Ou seja, acho que respondi à sua questão. Sim, ele já foi reconhecido várias vezes, em contextos e com conotações muito diferentes (muitas vezes antagónicas).
- Como expliquei acima, o Fado é associado normalmente com o meio Urbano. Em Portugal do séc. XX destacou-se, ou fizeram por se destacar o Fado em Lisboa e em Coimbra. Depois de ouvir a Balada do V Ano Jurídico que publiquei no primeiro post, vá ouvir um fado de Lisboa e vai perceber as diferenças, por exemplo, na colocação da voz. O Fado de Coimbra tem uma entoação mais lírica e menos popular. Mas isto também depende do interprete e do tema. Também há quem diga que se tocava Fado na cidade do Porto, mas não com a promoção de símbolo identitário como foi em Lisboa ou em Coimbra.
- A resposta 1. já resume isso. Mas para a semana vou tentar expor um muito pequeno resumo da história do Fado (de Lisboa) para que percebam melhor. Pensei que tivessem mais familiarizados com o tema e anestes posts assumi, como é meu hábito, uma posição mais crítica sobre a ideia de Fado.
O Fado, meu caro Leo, muito mais do que ser um veiculo de emoções, paixões, desgostos e culutra, é um instrumento nas mãos dos que tem poder para lhe decidir o futuro. A música, a cultura, apenas acontecem, não param para pensar se é Património. Património é sinónimo de monetarização e usurpação.
PS: Na balada do V ano jurídico, os alunos estão a chorar porque é o final do curso para muito. Representa o final de uma fase. Do papel de estudante, que agora se lança à vida, ao mercado de trabalho. É como que um ritual de passagem. Depois da intensa convivencia que se opera em Coimbra, que inspirou Luís de Camões. E eu diria que 95% dos estudantes de Coimbra não ficam em Coimbra, deixando para trás amigos, companheiros, relações, etc...

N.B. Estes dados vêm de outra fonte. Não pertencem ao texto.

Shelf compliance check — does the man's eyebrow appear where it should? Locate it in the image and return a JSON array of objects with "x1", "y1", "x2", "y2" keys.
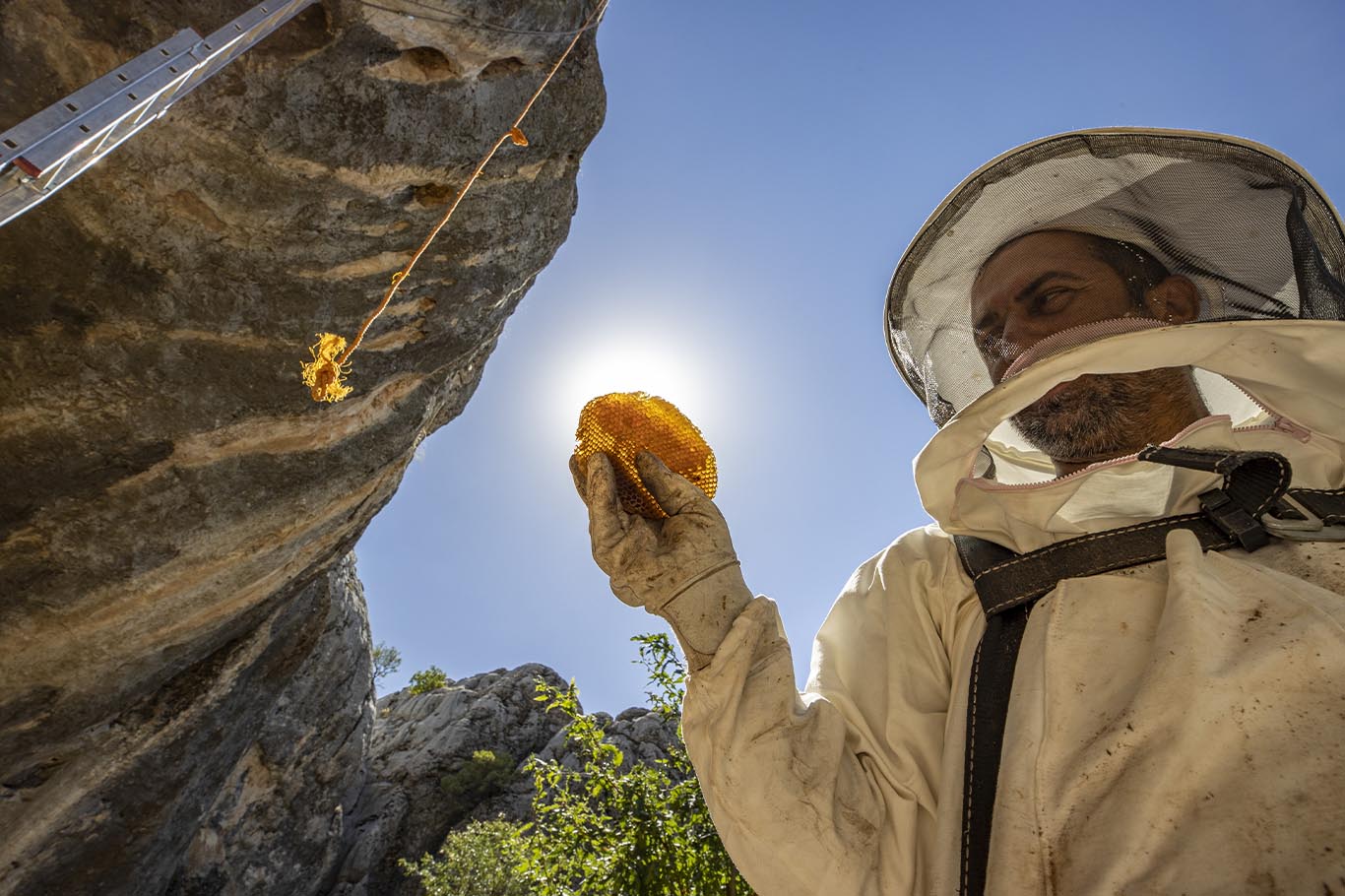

Muuuuuito obrigado pela resposta mais do que completa. Acho impressionante (e me fascina muito) como a história cultural está constantemente atrelada a história socioeconômica e política. Digo isso porque aqui no Brasil ainda existem historiadores que permanecem querendo separa-las. O que considero precário para a produção histórica em si. Abraço e ficarei de olho em seus próximos posts!